Tuesday, November 9, 2010

On the Notion of Ghost Variables

When one reads the literature of formal methods, especially that of formal verification, one encounters the notion of ghost variable also called model variable. In short, they are variables added to a program for the sake of verification to express simply and concisely what is the data abstraction a certain module is supposed to be implemented. They reflect very well the a posteriori nature of verification because they add the variables to a presumably existing program. They are characteristically absent from the regular data flow and control flow and, as such, their values need not be stored during the execution of the program. They are mere abstractions.

The naming seems to come from the fact that the predominant role the verification community gives to a program variable is to be an abstraction for the storage of a category of important values. A variable for which the values need not be stored then feels kind of odd: it looks like a variable but it's not really one. Hence the special attribute is added to warn anyone reading the program that this is a strange sort of variables.

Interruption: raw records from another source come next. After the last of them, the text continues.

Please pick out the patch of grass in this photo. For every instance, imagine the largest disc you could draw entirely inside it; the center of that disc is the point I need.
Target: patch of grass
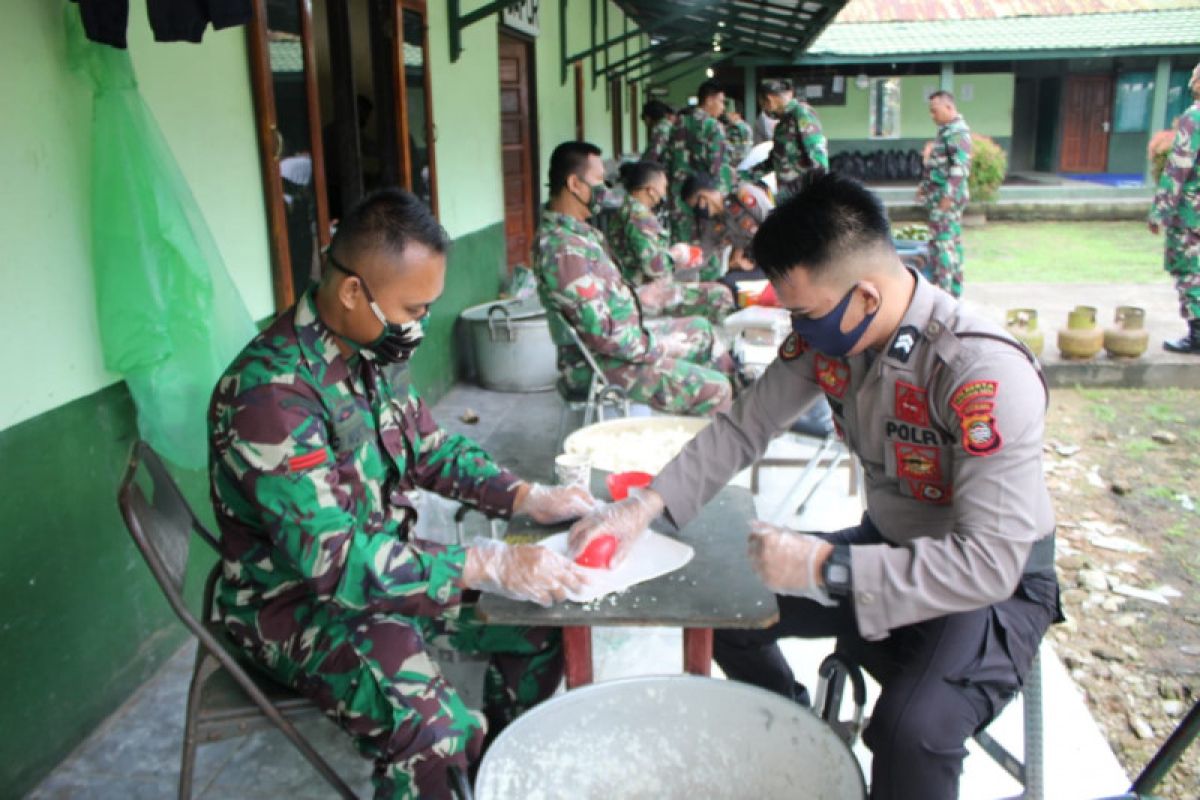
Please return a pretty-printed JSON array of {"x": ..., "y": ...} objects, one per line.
[
  {"x": 1063, "y": 252},
  {"x": 1139, "y": 447},
  {"x": 1161, "y": 493},
  {"x": 1164, "y": 414}
]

We can take a different view with respect to variables though. If we try to understand a problem to then create a program to solve it and a compelling argument for trusting the results of the latter, we need a way to speak of the problem. Namely, it is important to identify the central abstractions, the objects of central importance and give them a name so that their properties of interest can be spelled out using that name rather than mainly in terms of their relation to other objects. One such example is given by:

Jim and Julia's brother play football together. During one match, Jim tackled Julia's brother and hurt him badly.

Compare it to:

Jack and Julia are siblings. Jim and Jack play football together. During one match, Jim tackled Jack and hurt him badly.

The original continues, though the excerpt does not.